Ces eaux pluviales vont permettre d’alimenter les nappes phréatiques souterraines qui vont recharger les cours d’eau, lesquels se jetteront à leur tour dans la mer.
Et ainsi, de la mer au ciel, du ciel à la terre et de la terre à la mer, le voyage de l’eau recommence à l’infini.
© Cieau
Notre planète contient un volume d’eau total d’environ 1,4 milliard de km3. Cette quantité d’eau demeure la même depuis son apparition sur Terre. Ces 1,4 milliard de km3 se composent de 97,17 % d’eau salée et de 2,83 % d’eau douce. Ils forment l’hydrosphère, c’est-à-dire l’ensemble des réserves d’eau de la Terre.
L’eau salée couvre 2/3 de la surface de la Terre et se trouve dans les mers, les océans et les banquises.
Le sel qu’elle contient provient des roches et des minéraux qui sont entrés en contact avec elle.
L’eau douce provient essentiellement des précipitations. On la trouve à différents niveaux :
à 76 % dans les glaciers
à 22,5 % sous la terre : nappes phréatiques et nappes profondes et captives
à 1,26 % sur la terre : eaux de surface (lacs, rivières, étangs…)
à 0,04 % dans l’air : nuages, pluies, brouillard, brume
Le petit cycle de l’eau (cycle domestique)

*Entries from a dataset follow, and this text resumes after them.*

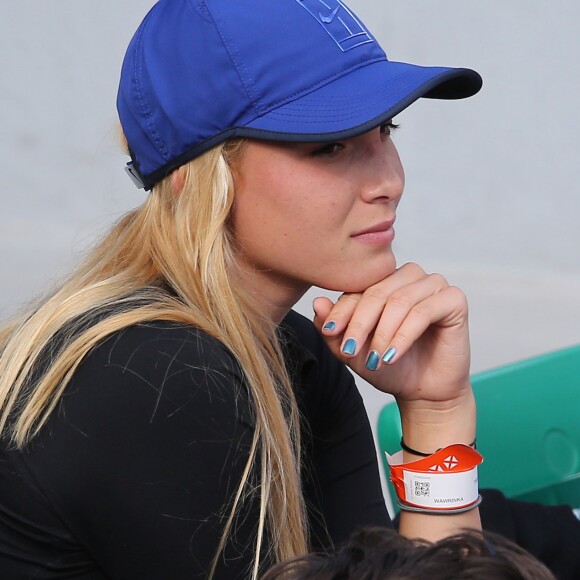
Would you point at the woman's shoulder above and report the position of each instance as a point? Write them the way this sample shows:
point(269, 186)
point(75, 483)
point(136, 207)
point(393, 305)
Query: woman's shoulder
point(157, 368)
point(162, 343)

L’office français de la biodiversité (OFB) explique qu’au-delà du cycle naturel de l’eau, des installations et un circuit ont été mis en place, pour l’usage de cette ressource par l’Homme, afin de la rendre potable et d’assurer le traitement des eaux usées avant le rejet dans le milieu naturel.

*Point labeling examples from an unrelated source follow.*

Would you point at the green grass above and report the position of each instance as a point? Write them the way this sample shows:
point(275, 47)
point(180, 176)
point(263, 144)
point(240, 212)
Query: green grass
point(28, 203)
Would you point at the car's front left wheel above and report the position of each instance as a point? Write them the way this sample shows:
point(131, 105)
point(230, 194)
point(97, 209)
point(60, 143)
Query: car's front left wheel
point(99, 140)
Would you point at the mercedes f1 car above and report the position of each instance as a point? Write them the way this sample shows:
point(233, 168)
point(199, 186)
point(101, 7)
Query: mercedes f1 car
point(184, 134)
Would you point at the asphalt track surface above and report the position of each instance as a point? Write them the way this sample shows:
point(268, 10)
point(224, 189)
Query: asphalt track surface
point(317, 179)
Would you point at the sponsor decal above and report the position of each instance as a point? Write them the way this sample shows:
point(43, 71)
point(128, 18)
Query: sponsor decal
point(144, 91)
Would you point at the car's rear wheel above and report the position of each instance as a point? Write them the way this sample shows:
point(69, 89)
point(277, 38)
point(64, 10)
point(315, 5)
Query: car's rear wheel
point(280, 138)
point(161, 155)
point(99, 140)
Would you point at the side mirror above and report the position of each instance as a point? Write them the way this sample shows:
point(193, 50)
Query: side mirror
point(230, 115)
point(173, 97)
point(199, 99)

Le « petit cycle de l’eau » désigne ainsi le parcours que l’eau emprunte du point de captage dans la rivière ou la nappe d’eau souterraine jusqu’à son rejet dans le milieu naturel. Il comprend le circuit de l’eau potable et celui du traitement des eaux usées.

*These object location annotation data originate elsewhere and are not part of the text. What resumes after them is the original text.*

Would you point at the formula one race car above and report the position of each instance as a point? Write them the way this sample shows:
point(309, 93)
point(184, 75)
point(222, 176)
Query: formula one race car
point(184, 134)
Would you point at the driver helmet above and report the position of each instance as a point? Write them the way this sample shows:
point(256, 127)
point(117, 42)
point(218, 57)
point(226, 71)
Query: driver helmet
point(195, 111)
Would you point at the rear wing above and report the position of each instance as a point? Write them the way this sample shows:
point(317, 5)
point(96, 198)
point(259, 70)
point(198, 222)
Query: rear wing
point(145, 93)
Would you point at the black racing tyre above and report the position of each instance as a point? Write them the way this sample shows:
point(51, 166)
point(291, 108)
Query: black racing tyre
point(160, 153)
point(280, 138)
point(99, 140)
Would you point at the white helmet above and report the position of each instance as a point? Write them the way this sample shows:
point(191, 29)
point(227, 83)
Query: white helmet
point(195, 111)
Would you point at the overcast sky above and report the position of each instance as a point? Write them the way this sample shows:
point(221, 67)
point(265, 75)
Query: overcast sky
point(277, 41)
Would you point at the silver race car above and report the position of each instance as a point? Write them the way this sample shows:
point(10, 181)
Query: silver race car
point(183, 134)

Ce chemin est composé de sept étapes :
Le prélèvement d’eau brute
La potabilisation de l’eau
Le stockage de l’eau potable
La distribution de l’eau potable
La collecte des eaux usées
Le traitement des eaux usées (assainissement collectif – concerne 85 % des usagers)
Le rejet au milieu naturel
Source : OFB
Ne pas confondre prélèvement et consommation
L’eau consommée correspond à la partie de l’eau prélevée non restituée aux milieux aquatiques. Cette part est très variable selon les utilisations. En moyenne, entre 2008 et 2018, le volume annuel d’eau consommée est estimé à 5,3 milliards de m3 en France métropolitaine (soit environ 20 % de l’eau prélevée, hors alimentation des canaux), ce qui représente 82 m3/habitant. (Source : ministère de la transition écologique).
Selon l'Organisation mondiale de la Santé, « un minimum vital de 20 litres d’eau par jour et par personne est préconisé pour répondre aux besoins fondamentaux d’hydratation et d’hygiène personnelle. »
Pour vivre décemment : 50 litres d’eau par jour et par personne.
Pour un réel confort : à partir de 100 litres par personne et par jour.
Tous les pays développés se situent bien au dessus de ces seuils. La consommation moyenne d’un.e français.e est de 138 litres d’eau par jour.
Modèles agricoles : faits et chiffres
Au l’échelle mondiale, 70% des prélèvements de la ressource en eau le sont pour l’agriculture.
En France, l’agriculture consomme 45% de l’eau (avec des pics allant jusqu’à 79% l’été).
Le reste de la consommation d’eau se répartit entre la production d’énergie (30,5%), la consommation domestique (20,5%) et l’industrie (4%).
80 % de la production mondiale est réalisée par l’agriculture familiale, en grande majorité des petites exploitations qui n’occupent que 12 % des terres agricoles, selon l’édition 2015 du rapport de la FAO.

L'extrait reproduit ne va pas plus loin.